Cowork and Dispatch: Claude working on your computer
Claude can now control your desktop and complete tasks while you do other things. Here is how it works, what it is good at, and what to be careful about.
Two of Claude's newest capabilities change the relationship between you and AI from "I ask, it answers" to "I assign, it does."
Cowork is Claude working alongside you on your desktop — seeing your screen, clicking, typing, navigating applications. Dispatch is the async version — you assign a task from your phone or the web, and Claude picks it up on your desktop and completes it independently.
Cowork: real-time collaboration
With Cowork active, Claude can see your screen and interact with it. You might say:
- "Fill in this spreadsheet with the data from the PDF I just opened"
- "Navigate to our CRM and find all deals closing this month"
- "Set up this form based on the wireframe I'm showing you"
Claude sees what you see and acts on it. It is the difference between explaining what you want done and showing Claude what you're looking at.
Where it works well:
- Repetitive desktop tasks — filling forms, copying data between apps, formatting documents
- Navigating unfamiliar software — "show me where the export settings are in this app"

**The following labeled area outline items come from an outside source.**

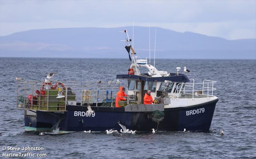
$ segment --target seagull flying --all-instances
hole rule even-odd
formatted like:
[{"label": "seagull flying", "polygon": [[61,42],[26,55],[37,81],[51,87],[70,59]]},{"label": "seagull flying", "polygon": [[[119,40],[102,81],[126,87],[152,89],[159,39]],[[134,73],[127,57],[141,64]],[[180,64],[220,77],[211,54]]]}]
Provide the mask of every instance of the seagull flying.
[{"label": "seagull flying", "polygon": [[113,133],[113,130],[114,129],[112,129],[109,130],[106,130],[105,131],[107,131],[107,134],[112,134]]},{"label": "seagull flying", "polygon": [[40,132],[39,133],[39,135],[40,136],[43,136],[44,135],[44,133],[43,132]]},{"label": "seagull flying", "polygon": [[120,131],[121,132],[124,133],[131,133],[131,132],[129,131],[129,129],[127,129],[126,128],[126,127],[125,127],[125,126],[124,125],[123,125],[122,124],[119,123],[119,121],[117,122],[117,123],[118,123],[119,125],[120,125],[120,126],[122,128],[122,129],[123,129],[123,130],[124,131],[122,131],[122,129],[121,129],[121,131]]},{"label": "seagull flying", "polygon": [[56,98],[65,98],[65,96],[62,95],[62,92],[63,92],[63,91],[61,91],[58,93],[58,96],[56,97]]},{"label": "seagull flying", "polygon": [[17,81],[21,81],[23,79],[23,78],[18,78],[17,77],[15,77],[15,79],[16,79]]},{"label": "seagull flying", "polygon": [[92,108],[91,107],[91,106],[89,105],[88,105],[87,106],[87,109],[88,109],[88,111],[87,112],[87,115],[89,115],[90,114],[93,113],[95,112],[94,110],[92,110]]},{"label": "seagull flying", "polygon": [[47,80],[46,79],[46,78],[45,78],[45,80],[44,81],[44,82],[45,82],[45,83],[49,83],[49,82],[50,82],[51,81],[49,81],[48,80]]},{"label": "seagull flying", "polygon": [[91,130],[89,130],[89,131],[84,131],[84,132],[88,132],[88,133],[91,133],[92,132],[92,131],[91,131]]},{"label": "seagull flying", "polygon": [[197,93],[197,91],[196,91],[196,93],[195,93],[195,95],[196,96],[196,97],[198,97],[200,96],[200,95],[198,94]]},{"label": "seagull flying", "polygon": [[184,67],[183,68],[184,68],[184,72],[187,72],[187,74],[188,74],[188,72],[190,72],[190,71],[189,71],[188,69],[187,69],[187,68],[186,68],[186,66]]},{"label": "seagull flying", "polygon": [[50,73],[50,74],[48,74],[47,73],[46,73],[46,75],[47,75],[47,76],[46,76],[46,78],[47,79],[51,79],[52,77],[53,76],[53,75],[54,74],[57,74],[58,73],[54,73],[54,72],[51,72]]}]

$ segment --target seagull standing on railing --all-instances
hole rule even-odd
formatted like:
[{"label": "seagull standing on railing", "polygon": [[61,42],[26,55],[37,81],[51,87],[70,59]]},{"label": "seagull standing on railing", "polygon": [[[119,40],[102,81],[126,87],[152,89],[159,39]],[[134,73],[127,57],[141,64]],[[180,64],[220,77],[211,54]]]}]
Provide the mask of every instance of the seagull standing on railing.
[{"label": "seagull standing on railing", "polygon": [[58,93],[58,96],[56,97],[56,98],[65,98],[65,96],[62,95],[62,92],[63,92],[63,91],[61,91]]},{"label": "seagull standing on railing", "polygon": [[48,74],[47,73],[45,73],[46,75],[47,75],[47,76],[46,77],[46,78],[47,79],[51,79],[52,78],[52,77],[53,76],[53,75],[54,74],[57,74],[58,73],[54,73],[54,72],[51,72],[50,74]]},{"label": "seagull standing on railing", "polygon": [[188,74],[188,72],[190,72],[190,71],[189,71],[188,69],[187,69],[187,68],[186,68],[186,66],[184,67],[184,72],[185,72],[187,73],[187,74]]},{"label": "seagull standing on railing", "polygon": [[23,78],[19,78],[17,77],[15,77],[15,79],[16,79],[16,80],[18,81],[21,81],[21,80],[22,80],[23,79]]}]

- Multi-step workflows across applications — pulling data from one tool into another
Where to be careful:
- Claude can see everything on your screen. If you have sensitive information visible — passwords, personal messages, confidential documents — be aware that Claude is processing it.
- Cowork uses more resources than a regular conversation. Your computer may feel slower while it is active.
- For critical actions (sending emails, submitting forms, making purchases), confirm before Claude clicks "send." Most Cowork interactions include a confirmation step, but stay aware.
Dispatch: async task assignment
Dispatch is what you use when you want Claude to do something while you're away. From your phone or the Claude web app:
- Write the task: "Prepare a summary of all customer tickets from the last week, organised by category, and put it in a Google Doc"
- Assign it to your desktop
- Claude picks it up and works through it
When you come back, the work is done. You review it.
Where it works well:
- Research tasks that take time — gathering information, reading multiple sources, compiling results
- Report preparation — pulling data, formatting it, creating the document
- Routine tasks you do weekly — the same steps every time, now automated
Where to be careful:
- Claude needs your desktop to be on and logged in. If your computer sleeps, Dispatch can't run.
- Review the output before acting on it. Dispatch is autonomous — it doesn't ask you questions along the way. The output is only as good as your task description.
- Start with low-stakes tasks. Don't Dispatch "email all our customers" before you have tried "draft an email to one customer" and reviewed the result.
How to think about the difference
| Cowork | Dispatch | |
|---|---|---|
| When to use | Working at your desk, need help now | Stepping away, want work done while you're gone |
| Interaction | Real-time, you watch and guide | Async, Claude works independently |
| Best for | Multi-app workflows, visual tasks | Research, reporting, routine prep |
| Control level | High — you see every step | Lower — you see the result |
Setting this up for a team
If you are an admin rolling this out:
- Start with Cowork, not Dispatch. Let people get comfortable with Claude working on their screen while they watch before they trust it to work unsupervised.
- Define approved use cases. Not everything should be delegated to Claude on a desktop. Customer communications, financial actions, anything with real-world consequences should stay in the "human reviews before acting" category.
- Train on task description quality. Dispatch is only as good as the prompt. Vague tasks produce vague results. Teach your team to write specific, scoped task descriptions — the same skill they need for good prompting in general.